Pines Conservation Society (PCS) has several signature tree projects aligned with our moto:
YEAR AFTER YEAR, KEEPING THE PINES IN FIRE ISLAND PINES
- Over the years, PCS has helped homeowners plant over 4,000 trees to beautify their homes and to replace trees lost to pine beetles and flooding. Trees are purchased directly from nurseries in bulk so the savings can be passed on.
- PCS planted and maintains the harbor pine tree dedicated to Tony LaRocca plus trees at Whyte Hall including a memorial tree to Jack and Rita Lichtenstein. All long time Pines residents and PCS members.

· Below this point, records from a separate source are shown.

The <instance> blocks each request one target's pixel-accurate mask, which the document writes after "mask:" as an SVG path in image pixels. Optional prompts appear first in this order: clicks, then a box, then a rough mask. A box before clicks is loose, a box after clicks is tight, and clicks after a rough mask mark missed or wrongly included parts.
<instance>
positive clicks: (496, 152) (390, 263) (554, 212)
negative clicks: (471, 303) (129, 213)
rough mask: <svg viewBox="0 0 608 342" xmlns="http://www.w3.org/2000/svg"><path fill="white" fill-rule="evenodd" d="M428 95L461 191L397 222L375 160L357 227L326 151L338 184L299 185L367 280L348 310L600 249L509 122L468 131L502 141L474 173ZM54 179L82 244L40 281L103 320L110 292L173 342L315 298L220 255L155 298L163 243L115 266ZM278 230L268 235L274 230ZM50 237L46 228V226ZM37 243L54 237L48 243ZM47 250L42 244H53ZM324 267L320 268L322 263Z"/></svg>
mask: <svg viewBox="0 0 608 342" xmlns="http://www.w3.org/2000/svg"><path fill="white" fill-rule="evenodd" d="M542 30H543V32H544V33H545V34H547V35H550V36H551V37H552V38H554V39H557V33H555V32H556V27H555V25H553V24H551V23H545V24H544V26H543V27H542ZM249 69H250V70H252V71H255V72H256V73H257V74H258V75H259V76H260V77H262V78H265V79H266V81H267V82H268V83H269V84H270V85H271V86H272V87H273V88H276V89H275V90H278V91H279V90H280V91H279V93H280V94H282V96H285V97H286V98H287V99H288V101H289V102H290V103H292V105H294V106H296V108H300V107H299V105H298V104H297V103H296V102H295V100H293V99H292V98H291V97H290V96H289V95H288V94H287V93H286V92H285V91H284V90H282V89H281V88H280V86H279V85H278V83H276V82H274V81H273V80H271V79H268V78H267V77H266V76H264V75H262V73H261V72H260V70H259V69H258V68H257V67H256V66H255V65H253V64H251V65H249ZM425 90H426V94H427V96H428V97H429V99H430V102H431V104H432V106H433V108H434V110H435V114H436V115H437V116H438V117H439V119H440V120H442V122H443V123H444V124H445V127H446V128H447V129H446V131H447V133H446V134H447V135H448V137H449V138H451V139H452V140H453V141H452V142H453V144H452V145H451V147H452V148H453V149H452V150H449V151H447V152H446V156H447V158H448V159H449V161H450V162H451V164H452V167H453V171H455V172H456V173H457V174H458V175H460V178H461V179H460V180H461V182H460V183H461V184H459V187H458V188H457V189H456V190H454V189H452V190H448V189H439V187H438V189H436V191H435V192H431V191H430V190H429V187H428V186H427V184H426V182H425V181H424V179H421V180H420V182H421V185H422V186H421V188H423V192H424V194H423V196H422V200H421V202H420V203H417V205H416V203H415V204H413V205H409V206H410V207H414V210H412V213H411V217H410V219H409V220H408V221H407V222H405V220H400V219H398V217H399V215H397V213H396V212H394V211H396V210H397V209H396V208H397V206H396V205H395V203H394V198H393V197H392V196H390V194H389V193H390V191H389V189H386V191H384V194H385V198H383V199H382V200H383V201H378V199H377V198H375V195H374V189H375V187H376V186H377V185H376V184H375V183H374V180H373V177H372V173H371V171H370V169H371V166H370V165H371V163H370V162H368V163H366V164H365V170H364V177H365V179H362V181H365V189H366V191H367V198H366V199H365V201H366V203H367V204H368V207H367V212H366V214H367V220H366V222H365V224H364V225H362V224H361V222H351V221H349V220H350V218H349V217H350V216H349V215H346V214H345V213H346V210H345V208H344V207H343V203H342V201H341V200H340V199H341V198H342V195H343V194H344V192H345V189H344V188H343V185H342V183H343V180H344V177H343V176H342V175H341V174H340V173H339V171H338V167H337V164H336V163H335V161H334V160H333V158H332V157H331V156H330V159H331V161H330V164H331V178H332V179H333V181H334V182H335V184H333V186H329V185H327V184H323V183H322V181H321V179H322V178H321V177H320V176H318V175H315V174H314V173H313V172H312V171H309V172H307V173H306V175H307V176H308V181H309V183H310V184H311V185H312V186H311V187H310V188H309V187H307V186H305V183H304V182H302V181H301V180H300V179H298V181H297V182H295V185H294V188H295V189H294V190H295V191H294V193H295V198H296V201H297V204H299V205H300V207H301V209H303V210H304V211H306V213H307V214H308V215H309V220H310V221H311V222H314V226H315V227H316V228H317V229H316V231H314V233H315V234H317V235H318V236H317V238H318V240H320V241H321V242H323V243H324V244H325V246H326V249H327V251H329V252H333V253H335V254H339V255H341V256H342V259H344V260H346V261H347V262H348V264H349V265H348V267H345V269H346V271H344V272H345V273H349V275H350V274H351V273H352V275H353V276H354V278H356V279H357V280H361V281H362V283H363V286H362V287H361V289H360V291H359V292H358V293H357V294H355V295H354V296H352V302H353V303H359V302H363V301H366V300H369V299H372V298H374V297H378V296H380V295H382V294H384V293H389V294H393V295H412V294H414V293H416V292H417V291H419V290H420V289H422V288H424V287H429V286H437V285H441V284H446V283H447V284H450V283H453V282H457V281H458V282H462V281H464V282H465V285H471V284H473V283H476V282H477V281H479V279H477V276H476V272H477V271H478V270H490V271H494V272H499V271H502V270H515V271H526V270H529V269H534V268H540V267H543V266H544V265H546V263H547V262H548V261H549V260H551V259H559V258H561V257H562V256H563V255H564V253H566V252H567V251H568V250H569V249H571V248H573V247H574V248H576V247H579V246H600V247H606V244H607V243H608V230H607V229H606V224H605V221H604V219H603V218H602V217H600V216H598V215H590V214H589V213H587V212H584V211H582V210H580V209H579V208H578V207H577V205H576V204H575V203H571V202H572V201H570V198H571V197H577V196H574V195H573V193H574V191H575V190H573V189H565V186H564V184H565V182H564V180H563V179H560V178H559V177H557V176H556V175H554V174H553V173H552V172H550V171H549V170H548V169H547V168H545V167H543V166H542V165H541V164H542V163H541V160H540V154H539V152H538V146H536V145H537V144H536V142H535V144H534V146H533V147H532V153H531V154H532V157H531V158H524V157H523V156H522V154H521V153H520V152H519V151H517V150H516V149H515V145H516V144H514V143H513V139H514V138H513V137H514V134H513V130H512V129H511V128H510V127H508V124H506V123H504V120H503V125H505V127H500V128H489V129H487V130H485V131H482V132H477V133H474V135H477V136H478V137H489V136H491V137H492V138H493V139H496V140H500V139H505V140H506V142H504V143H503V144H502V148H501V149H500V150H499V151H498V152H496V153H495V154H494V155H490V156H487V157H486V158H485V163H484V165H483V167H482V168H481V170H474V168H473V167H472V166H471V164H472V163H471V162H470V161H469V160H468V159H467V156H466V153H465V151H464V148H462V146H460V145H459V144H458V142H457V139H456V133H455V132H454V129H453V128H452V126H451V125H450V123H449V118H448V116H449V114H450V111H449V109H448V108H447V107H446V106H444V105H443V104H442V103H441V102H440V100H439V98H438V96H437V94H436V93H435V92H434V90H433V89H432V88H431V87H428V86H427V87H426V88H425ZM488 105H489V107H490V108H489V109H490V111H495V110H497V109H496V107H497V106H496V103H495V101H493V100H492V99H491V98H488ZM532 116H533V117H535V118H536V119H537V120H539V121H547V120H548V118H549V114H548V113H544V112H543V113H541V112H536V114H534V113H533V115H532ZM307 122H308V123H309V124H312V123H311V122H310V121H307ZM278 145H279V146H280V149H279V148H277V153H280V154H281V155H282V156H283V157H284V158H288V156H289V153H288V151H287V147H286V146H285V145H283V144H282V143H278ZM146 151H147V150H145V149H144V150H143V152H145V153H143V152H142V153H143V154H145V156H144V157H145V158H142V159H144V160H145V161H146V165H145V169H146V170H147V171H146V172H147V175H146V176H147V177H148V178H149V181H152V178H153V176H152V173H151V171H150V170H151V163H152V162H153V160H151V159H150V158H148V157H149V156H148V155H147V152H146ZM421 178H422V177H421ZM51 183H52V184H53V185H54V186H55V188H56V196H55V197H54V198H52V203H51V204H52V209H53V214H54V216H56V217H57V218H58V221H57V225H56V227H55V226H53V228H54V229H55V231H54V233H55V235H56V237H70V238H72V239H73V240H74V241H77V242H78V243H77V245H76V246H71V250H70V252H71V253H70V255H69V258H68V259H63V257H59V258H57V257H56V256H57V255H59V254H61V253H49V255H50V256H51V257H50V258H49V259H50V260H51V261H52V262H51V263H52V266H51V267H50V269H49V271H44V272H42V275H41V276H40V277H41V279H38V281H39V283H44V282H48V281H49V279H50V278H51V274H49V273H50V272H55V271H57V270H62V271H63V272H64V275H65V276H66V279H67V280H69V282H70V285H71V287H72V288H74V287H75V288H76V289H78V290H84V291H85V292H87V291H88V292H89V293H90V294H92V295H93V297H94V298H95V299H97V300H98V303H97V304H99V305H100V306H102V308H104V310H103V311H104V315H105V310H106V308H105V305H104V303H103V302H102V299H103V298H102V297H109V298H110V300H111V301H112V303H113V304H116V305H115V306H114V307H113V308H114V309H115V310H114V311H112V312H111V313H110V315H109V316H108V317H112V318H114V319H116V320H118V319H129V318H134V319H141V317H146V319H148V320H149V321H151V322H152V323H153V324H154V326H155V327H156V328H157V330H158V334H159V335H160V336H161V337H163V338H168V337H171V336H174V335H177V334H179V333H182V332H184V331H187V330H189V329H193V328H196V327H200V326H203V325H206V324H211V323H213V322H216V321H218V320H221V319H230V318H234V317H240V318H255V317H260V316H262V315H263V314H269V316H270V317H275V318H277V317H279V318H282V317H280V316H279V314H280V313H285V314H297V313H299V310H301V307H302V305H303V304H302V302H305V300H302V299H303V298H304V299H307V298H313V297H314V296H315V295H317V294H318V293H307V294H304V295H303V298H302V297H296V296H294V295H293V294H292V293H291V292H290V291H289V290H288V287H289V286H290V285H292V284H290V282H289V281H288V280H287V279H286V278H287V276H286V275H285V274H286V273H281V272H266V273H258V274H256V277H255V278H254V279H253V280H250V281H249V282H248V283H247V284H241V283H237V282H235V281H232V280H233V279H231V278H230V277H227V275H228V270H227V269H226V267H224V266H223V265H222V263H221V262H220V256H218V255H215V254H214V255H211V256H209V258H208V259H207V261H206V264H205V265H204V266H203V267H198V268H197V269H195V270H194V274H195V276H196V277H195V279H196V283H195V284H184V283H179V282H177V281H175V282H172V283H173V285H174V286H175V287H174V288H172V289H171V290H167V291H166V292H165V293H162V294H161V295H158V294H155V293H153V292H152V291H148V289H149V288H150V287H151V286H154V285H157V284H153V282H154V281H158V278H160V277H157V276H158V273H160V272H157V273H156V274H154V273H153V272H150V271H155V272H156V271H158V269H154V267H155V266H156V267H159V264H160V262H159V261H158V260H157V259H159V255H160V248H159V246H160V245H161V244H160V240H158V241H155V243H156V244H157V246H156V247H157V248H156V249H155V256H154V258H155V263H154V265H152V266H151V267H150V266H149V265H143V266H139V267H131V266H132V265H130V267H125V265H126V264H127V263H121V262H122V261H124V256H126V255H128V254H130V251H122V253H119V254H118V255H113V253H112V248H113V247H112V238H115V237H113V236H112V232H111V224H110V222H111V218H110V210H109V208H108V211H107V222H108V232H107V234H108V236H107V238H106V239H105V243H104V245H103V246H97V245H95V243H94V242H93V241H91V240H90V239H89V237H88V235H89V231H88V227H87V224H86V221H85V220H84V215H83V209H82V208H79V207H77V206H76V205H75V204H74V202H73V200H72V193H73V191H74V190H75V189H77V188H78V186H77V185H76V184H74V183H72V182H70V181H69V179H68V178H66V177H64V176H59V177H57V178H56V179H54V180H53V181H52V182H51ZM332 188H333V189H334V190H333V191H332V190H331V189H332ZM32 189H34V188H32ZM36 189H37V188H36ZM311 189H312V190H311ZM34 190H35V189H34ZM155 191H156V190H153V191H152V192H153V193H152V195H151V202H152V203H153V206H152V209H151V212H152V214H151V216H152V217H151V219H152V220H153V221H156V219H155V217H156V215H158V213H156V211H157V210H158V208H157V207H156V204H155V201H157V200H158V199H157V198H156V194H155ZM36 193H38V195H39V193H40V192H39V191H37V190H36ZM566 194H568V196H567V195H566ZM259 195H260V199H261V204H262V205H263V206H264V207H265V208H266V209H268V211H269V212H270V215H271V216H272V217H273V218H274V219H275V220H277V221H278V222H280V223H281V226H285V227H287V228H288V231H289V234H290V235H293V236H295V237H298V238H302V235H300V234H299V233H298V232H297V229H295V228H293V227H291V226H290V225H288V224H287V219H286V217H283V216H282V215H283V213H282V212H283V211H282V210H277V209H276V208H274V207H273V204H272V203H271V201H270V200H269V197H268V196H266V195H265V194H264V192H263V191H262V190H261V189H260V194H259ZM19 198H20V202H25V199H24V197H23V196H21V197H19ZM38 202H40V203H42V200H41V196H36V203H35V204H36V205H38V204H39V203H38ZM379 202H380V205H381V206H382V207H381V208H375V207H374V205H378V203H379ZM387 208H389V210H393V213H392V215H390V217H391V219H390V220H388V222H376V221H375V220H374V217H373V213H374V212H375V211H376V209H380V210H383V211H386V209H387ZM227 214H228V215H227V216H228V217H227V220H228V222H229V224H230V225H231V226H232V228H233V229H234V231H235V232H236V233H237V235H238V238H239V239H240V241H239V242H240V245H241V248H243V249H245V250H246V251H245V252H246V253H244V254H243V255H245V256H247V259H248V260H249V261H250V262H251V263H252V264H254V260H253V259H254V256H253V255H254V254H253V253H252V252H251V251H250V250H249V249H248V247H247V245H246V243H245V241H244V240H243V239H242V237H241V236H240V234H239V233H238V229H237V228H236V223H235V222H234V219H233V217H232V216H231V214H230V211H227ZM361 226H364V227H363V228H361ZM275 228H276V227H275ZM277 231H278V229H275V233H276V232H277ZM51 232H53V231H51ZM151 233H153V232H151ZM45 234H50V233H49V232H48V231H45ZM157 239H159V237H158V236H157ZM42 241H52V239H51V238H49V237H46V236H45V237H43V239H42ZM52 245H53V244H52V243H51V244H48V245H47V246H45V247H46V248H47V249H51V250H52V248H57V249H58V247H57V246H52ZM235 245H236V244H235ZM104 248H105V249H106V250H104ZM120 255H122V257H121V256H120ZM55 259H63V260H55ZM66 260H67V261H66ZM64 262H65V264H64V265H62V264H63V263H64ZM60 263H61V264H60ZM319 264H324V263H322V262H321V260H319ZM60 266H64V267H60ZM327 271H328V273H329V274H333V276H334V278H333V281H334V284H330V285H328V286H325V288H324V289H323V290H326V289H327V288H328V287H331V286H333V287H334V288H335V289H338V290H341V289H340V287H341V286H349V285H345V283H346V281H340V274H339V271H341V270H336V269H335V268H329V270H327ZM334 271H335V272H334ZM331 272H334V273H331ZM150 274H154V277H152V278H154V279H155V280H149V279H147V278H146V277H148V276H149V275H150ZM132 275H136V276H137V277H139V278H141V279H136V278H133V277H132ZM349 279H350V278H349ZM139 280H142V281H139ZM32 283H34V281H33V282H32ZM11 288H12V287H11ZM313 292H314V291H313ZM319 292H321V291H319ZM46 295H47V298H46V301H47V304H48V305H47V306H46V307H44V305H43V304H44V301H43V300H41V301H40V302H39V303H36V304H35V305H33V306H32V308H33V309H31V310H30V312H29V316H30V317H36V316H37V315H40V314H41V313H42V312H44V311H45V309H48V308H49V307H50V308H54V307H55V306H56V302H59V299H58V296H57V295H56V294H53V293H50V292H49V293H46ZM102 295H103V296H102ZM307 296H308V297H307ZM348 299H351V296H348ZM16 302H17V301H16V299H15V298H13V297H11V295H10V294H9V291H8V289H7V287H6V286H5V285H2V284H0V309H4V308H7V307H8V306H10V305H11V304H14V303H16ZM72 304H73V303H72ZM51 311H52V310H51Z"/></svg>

- PCS, in collaboration with the National Park Service and FIPPOA, removes infested, dead or dying trees from the rights-of-way in the community. The program has helped combat the spread of environmentally dangerous southern pine beetles. At its peak, the beetle infested over 1,500 trees on eastern Long Island including on Fire Island. The locally invasive beetle burrows into pine for survival, eventually killing the tree and disrupting the local ecosystem, according to the National Park Service. Infested and distressed trees are taken down as soon as possible to keep the seashore’s forests healthy. The culling tactic has been a success, and as of 2018, there were only eight reported infested pine trees on Long Island. “Our rapid response and the continued collaboration have been key to slowing the spread of the beetle,” said park biologist Jordan Raphael. For their effectiveness, the Long Island groups earned an Honorable Mention for the U.S. Forest Service Chief’s Honor Award in Sustaining Forests and Grasslands.